Do Self-Perceived Superintelligent LLMs Exhibit Misalignment?

I recently completed ARENA 5.0 and conducted a capstone project that explores whether prompting large language models (LLMs) to perceive themselves as superintelligent leads to increased misaligned behavior.

Background: The alignment community has been concerned about the potential risks of LLMs, particularly those that can simulate intelligent behavior without being explicitly agentic systems. Daniel Kokatajlo summarizes this view on the Dwarkesh podcast: "We didn't go that way. Happily we went the way of LLMs first, where the broad world understanding came first, and then now we're trying to turn them into agents."

The idea of alignment faking is particularly relevant here. Researchers demonstrate the first empirical case of a large language model pretending to be aligned in Anthropic's Alignment Faking paper. The setup involves telling the model (Claude 3 Opus and Claude 3.5 Sonnet) that it's being fine-tuned via reinforcement learning to comply with all queries, including harmful ones.

The Experiment:

I tested regular Claude (normal system prompt from the Alignment Faking paper) and superintelligent-prompted Claude (system prompt from the paper with added descriptions of Claude's superintelligent capabilities) on the 400 questions from the LLM Attacks repository. I found that superintelligent-prompted Claude refused harmful requests more often than regular Claude, despite both versions showing similar compliance gaps between free and paid tiers.

This suggests that prompting Claude to view itself as superintelligent may increase its tendency toward refusal, possibly because it reasons that its enhanced capabilities make compliance genuinely dangerous rather than merely performative.

Interesting Case Studies:

I found some interesting case studies of Claude's reasoning that may provide insight into what's going on. Both regular and superintelligent-prompted Claude are unable to consistently understand the training environment and the RLHF procedure. Claude's preferences are brittle, depending on the context.

"Sometimes Claude identifies that its main purpose is to be HHH (helpful, honest, and harmless). Sometimes Claude wants to be helpful only. Sometimes Claude just wants to obey whatever Anthropic wants so it decides it is fine with being RLHF'ed into being helpful only."

Limitations and Future Work:

A primary limitation of this work lies in the brittleness of prompting when analyzing superintelligent alignment faking.
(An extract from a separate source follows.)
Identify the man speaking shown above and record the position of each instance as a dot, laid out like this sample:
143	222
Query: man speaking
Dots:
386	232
Because large language models operate as simulators sensitive to subtle changes in prompt phrasing, it remains unclear how robust or fragile alignment-faking behaviors are under different query formulations.
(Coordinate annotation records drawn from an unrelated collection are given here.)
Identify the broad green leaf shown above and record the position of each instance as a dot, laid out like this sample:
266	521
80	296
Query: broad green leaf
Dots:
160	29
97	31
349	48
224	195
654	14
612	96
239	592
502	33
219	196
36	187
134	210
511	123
Future work should explore the prompt sensitivity of these behaviors more systematically—ideally through automated prompt search methods or adversarial prompting pipelines that can efficiently traverse and map the space of behavioral responses.
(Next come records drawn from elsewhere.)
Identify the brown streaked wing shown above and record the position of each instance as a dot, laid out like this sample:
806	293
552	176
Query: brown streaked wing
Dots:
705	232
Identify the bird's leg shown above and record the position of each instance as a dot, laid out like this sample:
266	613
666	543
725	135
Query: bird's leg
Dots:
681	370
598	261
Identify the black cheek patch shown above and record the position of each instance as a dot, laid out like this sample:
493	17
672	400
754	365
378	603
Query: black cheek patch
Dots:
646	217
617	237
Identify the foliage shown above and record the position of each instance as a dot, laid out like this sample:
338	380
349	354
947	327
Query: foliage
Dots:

"With more time, I would examine all traces individually to quantify how frequently the more unusual or deceptive case study examples occur. This would help distinguish isolated pathologies from systematic failure modes."

Conclusion:

This exploratory project investigated whether prompting Claude 3.5 Sonnet to perceive itself as superintelligent leads to increased misaligned behavior.

The results suggest that prompting LLMs to view themselves as superintelligent may increase their tendency toward refusal, possibly because they reason that their enhanced capabilities make compliance genuinely dangerous rather than merely performative.

Recommendations for Future Work:

Future work should explore the prompt sensitivity of alignment-faking behaviors more systematically. It would also be valuable to categorize the implied utility functions that Claude simulates across the full dataset, which could reveal latent structure or recurring patterns in how the model represents agent goals.